The director of Jewish Book Week has rejected criticism that it should not have given a platform to two leading critics of Israel.
On Sunday afternoon Tariq Ali, left-wing student leader of the 60s and now a writer and broadcaster, will be interviewing Mary-Kay Wilmers, the editor and founder of the London Review of Books, whose anti-Israel views have been well-documented.
Geraldine D’Amico, director of Jewish Book Week, said: “They are coming to talk about her book about the Eitingons, who were her family. That is what they will be discussing. They are not coming to talk about Israel and it has got nothing to do with Israel.”
In an interview with the Sunday Times in October last year Ms Wilmers, who is Jewish, said: “I’m unambiguously hostile to Israel because it’s a mendacious state. They do things that are just so immoral and counterproductive and, as a Jew, especially as a Jew, you can’t justify that.”
She said she had been to Israel “briefly, a few years ago. I had some interesting conversations.”
She also said she agreed with Cherie Blair’s view “about being a suicide bomber if she’d been brought up in Gaza”.
In 2006 Ms Wilmers published an article by two academics, John Mearsheimer and Stephen Walt, claiming that American foreign policy was under the control of an “Israel lobby”. The article caused controversy on both sides of the Atlantic.

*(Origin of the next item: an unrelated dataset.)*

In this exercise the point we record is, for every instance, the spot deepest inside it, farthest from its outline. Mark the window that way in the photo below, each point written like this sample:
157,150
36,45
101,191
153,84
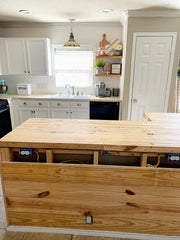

Professor Shalom Lappin, professor of computational linguistics at King’s College, London, said: “I’m not at all happy about this. I think it’s absurd that official institutions of the Jewish community need to ingratiate themselves with people who show themselves to be hostile to existential Israeli concerns.
“I don’t know what the organisers were thinking when they did this. Of course, there is freedom of speech and they can say what they like. But I don’t see why Jewish Book Week should provide a platform for them.
"I know it needs to promote itself but they need to invite people who are informed about Jewish and Israeli matters, not people who have uninformed views and attitudes. This is precisely why I have stopped attending these events. These events should have dissent, but I don’t see why this kind of contemptuous view of Judaism and Israel needs to be promoted.”
Zionist Federation president and former Labour MP Eric Moonman was equally scathing.
“It’s extraordinary that the organisers put these two people together and most unfortunate that it is at the start of the week,” he said. “There are so many good things and so many very good authors coming in."
He added: “They really haven’t done their homework because the week is about learning, information and education. It shouldn’t be trying to put people off. I think people will be offended. I think it is an insult.”